Not only populist euroscepticism which is a threat within  and identity politics which is a threat on the borders of the EU, but also  neofascism in certain cases,  is on the rise, fed by the crisis, and its social consequences. In some countries the populist extreme right seems to be the only political force that is expressing interest in social welfare, (together with xenophobia, racism, and in some cases outright neo-nazism). The two developments together are bringing not only renationalization, but also the National Front in France , Jobbik in Hugary and Golden Dawn in Greece as front-runners in the European elections.

The growth of the far right in some countries is pressing the moderate right in anti-immigrant and anti-EU directions. In both the Netherlands and the UK, demands for renationalization are being heard, probably partly in response to Eurosceptic parties like those of Gert Wilders and Nigel Farrage.

 

Europe needs to listen to Jurgen Habermas. Attitudes towards immigrants and multiculturalism are linked to attitudes towards European construction.  Tolerance of the nationals of the disadvantaged world who wish to live amongst us is not unrelated to how we can deal with European issues.
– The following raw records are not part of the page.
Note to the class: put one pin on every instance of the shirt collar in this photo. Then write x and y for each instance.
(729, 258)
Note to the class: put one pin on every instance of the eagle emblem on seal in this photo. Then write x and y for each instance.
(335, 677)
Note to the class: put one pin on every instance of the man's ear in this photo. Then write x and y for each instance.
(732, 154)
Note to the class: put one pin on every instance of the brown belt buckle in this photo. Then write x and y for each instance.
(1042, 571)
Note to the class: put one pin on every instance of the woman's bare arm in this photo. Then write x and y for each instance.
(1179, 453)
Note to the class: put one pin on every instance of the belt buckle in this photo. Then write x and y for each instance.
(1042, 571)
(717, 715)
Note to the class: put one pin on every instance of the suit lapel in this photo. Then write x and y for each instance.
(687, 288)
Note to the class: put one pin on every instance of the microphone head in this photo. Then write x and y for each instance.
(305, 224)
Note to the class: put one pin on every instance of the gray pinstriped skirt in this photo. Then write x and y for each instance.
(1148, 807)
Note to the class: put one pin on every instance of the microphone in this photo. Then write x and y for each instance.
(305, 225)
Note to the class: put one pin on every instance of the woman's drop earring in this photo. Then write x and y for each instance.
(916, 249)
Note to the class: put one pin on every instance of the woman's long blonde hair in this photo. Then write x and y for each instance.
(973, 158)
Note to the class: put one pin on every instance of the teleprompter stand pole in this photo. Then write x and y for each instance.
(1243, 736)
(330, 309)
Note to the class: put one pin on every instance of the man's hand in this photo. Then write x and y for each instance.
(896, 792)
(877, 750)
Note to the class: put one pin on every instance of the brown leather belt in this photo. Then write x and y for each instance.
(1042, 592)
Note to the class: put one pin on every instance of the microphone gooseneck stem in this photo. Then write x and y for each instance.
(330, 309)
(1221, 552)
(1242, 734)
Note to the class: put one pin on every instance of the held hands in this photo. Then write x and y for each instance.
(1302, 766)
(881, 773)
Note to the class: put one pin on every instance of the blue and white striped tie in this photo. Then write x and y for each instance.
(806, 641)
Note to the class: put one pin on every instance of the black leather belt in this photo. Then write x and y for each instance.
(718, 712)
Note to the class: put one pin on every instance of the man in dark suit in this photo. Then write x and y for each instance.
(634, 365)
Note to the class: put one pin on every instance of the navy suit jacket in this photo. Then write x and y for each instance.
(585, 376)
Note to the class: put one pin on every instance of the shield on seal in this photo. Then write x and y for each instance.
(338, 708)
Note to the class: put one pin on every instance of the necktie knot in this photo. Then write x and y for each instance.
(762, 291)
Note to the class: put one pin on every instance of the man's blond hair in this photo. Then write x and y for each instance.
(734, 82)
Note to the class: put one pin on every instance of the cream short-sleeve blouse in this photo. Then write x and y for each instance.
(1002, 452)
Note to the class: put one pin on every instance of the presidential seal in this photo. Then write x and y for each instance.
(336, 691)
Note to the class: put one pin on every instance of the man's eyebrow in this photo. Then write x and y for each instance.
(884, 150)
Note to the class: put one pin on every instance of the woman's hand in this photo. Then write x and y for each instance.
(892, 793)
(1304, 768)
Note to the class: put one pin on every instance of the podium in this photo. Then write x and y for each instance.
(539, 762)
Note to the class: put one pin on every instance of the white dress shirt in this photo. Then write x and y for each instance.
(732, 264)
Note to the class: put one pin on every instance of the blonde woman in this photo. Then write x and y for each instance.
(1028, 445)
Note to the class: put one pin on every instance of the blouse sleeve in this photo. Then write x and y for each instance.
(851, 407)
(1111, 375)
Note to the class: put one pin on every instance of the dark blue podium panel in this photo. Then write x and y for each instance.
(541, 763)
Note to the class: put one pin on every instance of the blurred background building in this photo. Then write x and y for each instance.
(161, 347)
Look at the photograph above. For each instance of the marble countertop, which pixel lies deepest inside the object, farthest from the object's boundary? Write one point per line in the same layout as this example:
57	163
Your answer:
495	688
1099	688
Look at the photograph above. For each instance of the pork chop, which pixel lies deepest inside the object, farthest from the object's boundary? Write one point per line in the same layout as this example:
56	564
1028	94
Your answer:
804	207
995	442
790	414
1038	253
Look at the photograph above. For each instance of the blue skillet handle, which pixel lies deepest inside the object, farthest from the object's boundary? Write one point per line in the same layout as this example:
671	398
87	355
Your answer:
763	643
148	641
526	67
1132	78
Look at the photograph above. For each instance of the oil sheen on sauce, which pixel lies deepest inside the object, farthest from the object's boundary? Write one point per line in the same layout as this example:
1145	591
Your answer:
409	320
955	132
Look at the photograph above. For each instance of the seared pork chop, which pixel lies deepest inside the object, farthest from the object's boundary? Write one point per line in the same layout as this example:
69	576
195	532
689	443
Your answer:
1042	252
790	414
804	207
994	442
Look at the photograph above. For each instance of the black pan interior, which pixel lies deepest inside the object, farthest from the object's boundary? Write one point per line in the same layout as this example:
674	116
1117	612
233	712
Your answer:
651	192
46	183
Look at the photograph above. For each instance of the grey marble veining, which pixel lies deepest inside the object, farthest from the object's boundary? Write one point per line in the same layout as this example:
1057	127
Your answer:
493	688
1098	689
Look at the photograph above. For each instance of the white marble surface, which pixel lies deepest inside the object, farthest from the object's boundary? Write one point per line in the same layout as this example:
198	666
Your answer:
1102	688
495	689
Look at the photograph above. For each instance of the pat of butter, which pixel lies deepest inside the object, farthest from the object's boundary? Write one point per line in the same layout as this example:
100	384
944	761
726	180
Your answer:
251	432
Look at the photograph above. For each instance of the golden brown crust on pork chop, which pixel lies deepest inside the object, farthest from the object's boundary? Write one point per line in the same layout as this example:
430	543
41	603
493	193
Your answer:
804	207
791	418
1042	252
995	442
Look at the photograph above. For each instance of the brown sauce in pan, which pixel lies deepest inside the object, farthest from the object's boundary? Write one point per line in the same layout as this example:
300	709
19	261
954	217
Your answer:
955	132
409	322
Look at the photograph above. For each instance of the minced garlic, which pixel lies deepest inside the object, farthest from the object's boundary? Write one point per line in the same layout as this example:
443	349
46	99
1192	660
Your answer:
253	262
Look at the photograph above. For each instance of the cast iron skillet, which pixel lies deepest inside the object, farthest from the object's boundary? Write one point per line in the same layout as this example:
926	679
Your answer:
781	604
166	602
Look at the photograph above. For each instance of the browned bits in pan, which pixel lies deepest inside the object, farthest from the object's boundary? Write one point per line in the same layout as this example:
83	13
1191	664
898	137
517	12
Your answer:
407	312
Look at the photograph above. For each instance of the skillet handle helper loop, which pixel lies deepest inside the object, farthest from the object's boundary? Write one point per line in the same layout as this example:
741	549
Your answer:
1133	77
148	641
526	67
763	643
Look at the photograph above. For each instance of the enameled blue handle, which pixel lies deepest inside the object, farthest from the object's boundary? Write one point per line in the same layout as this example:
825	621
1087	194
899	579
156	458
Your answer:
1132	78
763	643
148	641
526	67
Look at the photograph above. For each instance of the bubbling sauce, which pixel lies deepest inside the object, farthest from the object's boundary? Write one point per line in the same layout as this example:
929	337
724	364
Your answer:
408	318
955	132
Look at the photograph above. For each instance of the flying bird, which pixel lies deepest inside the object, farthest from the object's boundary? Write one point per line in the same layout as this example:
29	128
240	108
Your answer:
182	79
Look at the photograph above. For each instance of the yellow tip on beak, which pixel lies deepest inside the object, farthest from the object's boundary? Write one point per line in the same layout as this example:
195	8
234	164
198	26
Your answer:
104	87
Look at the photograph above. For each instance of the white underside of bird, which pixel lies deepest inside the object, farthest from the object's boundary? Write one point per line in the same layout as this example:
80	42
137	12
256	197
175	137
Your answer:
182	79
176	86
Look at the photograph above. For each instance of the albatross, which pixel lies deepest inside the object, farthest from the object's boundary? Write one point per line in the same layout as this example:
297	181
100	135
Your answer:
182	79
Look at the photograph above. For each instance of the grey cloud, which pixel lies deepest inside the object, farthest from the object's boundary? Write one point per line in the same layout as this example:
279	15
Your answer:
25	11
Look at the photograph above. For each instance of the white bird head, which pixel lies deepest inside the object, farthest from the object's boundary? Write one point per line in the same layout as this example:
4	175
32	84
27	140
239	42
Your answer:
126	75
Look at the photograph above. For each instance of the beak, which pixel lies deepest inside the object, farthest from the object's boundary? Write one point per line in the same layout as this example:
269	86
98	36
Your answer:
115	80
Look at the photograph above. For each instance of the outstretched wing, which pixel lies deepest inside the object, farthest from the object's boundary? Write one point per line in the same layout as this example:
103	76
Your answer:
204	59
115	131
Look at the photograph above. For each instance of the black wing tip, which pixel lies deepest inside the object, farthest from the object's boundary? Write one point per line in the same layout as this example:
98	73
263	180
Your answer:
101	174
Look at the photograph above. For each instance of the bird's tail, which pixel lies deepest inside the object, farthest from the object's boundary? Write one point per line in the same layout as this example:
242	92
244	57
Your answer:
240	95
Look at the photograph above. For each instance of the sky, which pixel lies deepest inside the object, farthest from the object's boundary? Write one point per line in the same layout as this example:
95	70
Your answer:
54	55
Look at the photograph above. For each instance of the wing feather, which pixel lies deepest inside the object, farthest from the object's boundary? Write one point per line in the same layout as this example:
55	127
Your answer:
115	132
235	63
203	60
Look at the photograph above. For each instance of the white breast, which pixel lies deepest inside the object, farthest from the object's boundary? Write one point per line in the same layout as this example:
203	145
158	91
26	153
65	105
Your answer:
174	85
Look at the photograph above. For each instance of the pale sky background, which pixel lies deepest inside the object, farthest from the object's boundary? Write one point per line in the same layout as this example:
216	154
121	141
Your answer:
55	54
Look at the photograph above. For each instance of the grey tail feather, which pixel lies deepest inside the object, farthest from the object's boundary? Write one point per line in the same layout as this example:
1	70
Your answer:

Additionally, since the beginning of modernity, the market and the polity have repeatedly needed to have their boundaries readjusted and we are going through such a period, where boundaries probably need to be redrawn if social cohesion is to be maintained, and conflicts avoided.

 

Anti-Europeanism is unfortunately evident not only on the far right, but also on the left, as with the United European Left (GUE) .

 

These trends which are threats not only to the European Union, but to stability, prosperity and peace in Europe, can only be reversed by development, prosperity, and good national and European governance. The first means technology and education, what use to be called a knowledge- based economy. The second cannot mean a federal Europe as Altiero Spinelli, Joschka Fischer and Guy Verhofstadt sometimes persuasively advocated. The reason for this is that neither the European nation-states nor their citizens wish their self-abolition. Jurgen Habermass and other pro-european thinkers agree on this. But this must mean consistent use of the community method.

 

This includes the institutions for the Banking and the Fiscal Union, which means further economic governance, and concomitantly,  further integrated democratic political governance  for the EU. Does this mean “ever closer Union” and ultimately federal union? This question does not need and anyway cannot be answered now. Mario Draghi provided some of the answers in his speech to the Harvard University Kennedy School of Government on 9 October 2013. Firstly, he proposes that we should replace the phrase “ever closer union” with the American constitutional phrase “a more perfect union”. This is not difficult. The phrase “ever closer union” was omitted even from the draft Constitutional Treaty.

 

Given the necessity of the common currency for the single market, and given the necessity to regulate banking and fiscal policies given the single market, there is no alternative but to pool enough sovereignty to create the necessary single bank supervision and resolution mechanism and the fiscal union which will regulate government debt. Recently it can be said that some good if messy progress has been made in both.

 

But it does not stop here. The major project which Habermass has referred to as the “realignment of markets and society” is urgent, as is the need to safeguard the role of supranational democracy and the Court.  The issue of integration of European societies, social welfare and the European social model, an integral part of European civilization, cannot be left to left wing demagogues and right wing populists and fascists any more.  If the European Union did not exist, we would need to now invent it to face the problems confronting Europe.